In considering the question of whether the trial judge properly overruled that motion, we can only consider that evidence which was before the trial judge at the time the motion to exclude was made. Williams v. State, 340 So. 2d 1144 (Ala. Crim.App.1976), cert. denied, 340 So. 2d 1149 (Ala.1977).

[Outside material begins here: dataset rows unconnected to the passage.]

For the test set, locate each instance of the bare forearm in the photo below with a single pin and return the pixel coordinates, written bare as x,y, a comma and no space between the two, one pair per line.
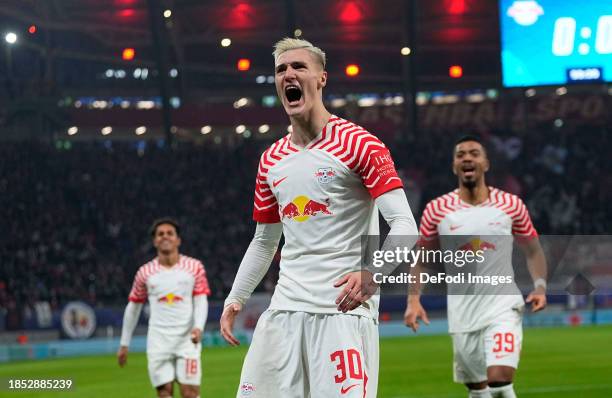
255,263
130,320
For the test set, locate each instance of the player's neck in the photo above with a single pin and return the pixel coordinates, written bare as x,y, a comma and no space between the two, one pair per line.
474,195
307,127
169,259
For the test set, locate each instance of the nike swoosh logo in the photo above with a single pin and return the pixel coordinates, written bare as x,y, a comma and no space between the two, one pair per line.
275,183
345,390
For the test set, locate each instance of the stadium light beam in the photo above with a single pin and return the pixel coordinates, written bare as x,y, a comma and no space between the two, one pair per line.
11,38
352,70
455,71
244,64
128,54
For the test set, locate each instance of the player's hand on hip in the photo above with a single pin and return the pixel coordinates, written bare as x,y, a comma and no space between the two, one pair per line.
414,311
227,322
122,355
196,335
359,286
537,299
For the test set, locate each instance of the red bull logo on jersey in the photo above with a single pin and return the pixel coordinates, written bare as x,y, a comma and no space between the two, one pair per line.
301,208
476,244
170,299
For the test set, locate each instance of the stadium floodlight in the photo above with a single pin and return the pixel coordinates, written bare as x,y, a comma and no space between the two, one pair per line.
11,38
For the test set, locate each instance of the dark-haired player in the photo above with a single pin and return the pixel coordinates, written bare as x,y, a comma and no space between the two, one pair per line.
486,329
176,288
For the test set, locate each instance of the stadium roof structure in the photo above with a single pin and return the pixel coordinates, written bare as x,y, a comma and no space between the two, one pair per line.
76,42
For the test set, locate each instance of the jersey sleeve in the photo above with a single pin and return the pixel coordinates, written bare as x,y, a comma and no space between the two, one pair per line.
522,227
428,229
376,167
201,283
138,294
265,207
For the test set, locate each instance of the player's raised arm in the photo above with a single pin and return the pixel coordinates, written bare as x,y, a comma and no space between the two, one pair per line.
201,291
529,242
428,239
254,265
137,297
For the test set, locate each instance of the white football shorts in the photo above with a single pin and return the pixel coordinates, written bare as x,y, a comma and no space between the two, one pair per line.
498,344
173,358
300,355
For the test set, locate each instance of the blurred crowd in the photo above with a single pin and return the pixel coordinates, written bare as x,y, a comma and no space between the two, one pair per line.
76,219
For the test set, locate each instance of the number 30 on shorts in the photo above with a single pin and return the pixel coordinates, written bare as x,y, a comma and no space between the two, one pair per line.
191,367
503,342
350,357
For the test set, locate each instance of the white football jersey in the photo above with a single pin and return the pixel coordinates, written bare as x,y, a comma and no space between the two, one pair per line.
170,291
449,223
324,196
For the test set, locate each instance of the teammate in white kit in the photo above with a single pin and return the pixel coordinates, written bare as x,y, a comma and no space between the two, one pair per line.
486,328
177,290
321,186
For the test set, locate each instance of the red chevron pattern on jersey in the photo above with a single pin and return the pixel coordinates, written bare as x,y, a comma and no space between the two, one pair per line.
361,152
265,204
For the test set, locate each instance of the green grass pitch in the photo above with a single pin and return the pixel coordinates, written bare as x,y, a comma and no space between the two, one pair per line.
556,362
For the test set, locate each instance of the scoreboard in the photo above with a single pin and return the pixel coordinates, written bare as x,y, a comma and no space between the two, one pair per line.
553,42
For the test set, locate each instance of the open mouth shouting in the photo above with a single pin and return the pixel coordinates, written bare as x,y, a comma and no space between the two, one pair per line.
293,94
469,170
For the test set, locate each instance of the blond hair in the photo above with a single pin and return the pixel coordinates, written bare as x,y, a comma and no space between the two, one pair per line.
288,43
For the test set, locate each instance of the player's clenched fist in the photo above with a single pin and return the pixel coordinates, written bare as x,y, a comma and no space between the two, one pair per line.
414,311
196,335
122,355
227,322
359,286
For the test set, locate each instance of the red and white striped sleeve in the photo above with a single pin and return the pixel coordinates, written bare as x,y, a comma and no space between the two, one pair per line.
375,166
265,209
522,227
201,283
428,229
138,294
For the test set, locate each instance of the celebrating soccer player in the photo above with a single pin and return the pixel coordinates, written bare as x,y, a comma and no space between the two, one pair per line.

For unlawful possession of a controlled substance, it is not necessary to prove manucaption, but constructive possession may be shown and, where such possession is relied upon, the State must also prove beyond a reasonable doubt that the accused knew of the presence of a prohibited substance. Riggins v. State, 437 So. 2d 631 (Ala.Crim.App.1983); Jones v. State, 432 So. 2d 5 (Ala.Crim.App.1983); Yarbrough v. State, 405 So. 2d 721 (Ala. Crim.App.), cert. denied, 405 So. 2d 725 (Ala.1981); Green v. State, 384 So. 2d 1215 (Ala.Crim.App.1980); McHellen v. State, 351 So. 2d 689 (Ala.Crim.App.1977); Daniels v. State, 49 Ala.App. 654, 275 So. 2d 169 (1973). Guilty knowledge of the presence of the illegal substance may be established by circumstantial evidence. Jones v. State, supra; Yarbrough v. State, supra; Mitchell v. State, 395 So. 2d 124 (Ala.Crim.App. 1980), cert. denied, 395 So. 2d 127 (Ala. 1981); Green v. State, supra; McHellen v. State, supra; Henderson v. State, 347 So. 2d 540 (Ala.Crim.App.), writ quashed, 347 So. 2d 543 (Ala.1977); Parks v. State, 46 Ala.App. 722, 248 So. 2d 761 (1971). Since the possession of illegal drugs is susceptible of joint commission, the guilt of the accused does not necessarily depend upon proof of her ownership of the drugs. Mitchell v. State, supra; McCord v. State, 373 So. 2d 1242 (Ala.Crim.App.1979); Henderson v. State, supra; Holley v. State, 447 So. 2d 829 (Ala.Crim.App.1983).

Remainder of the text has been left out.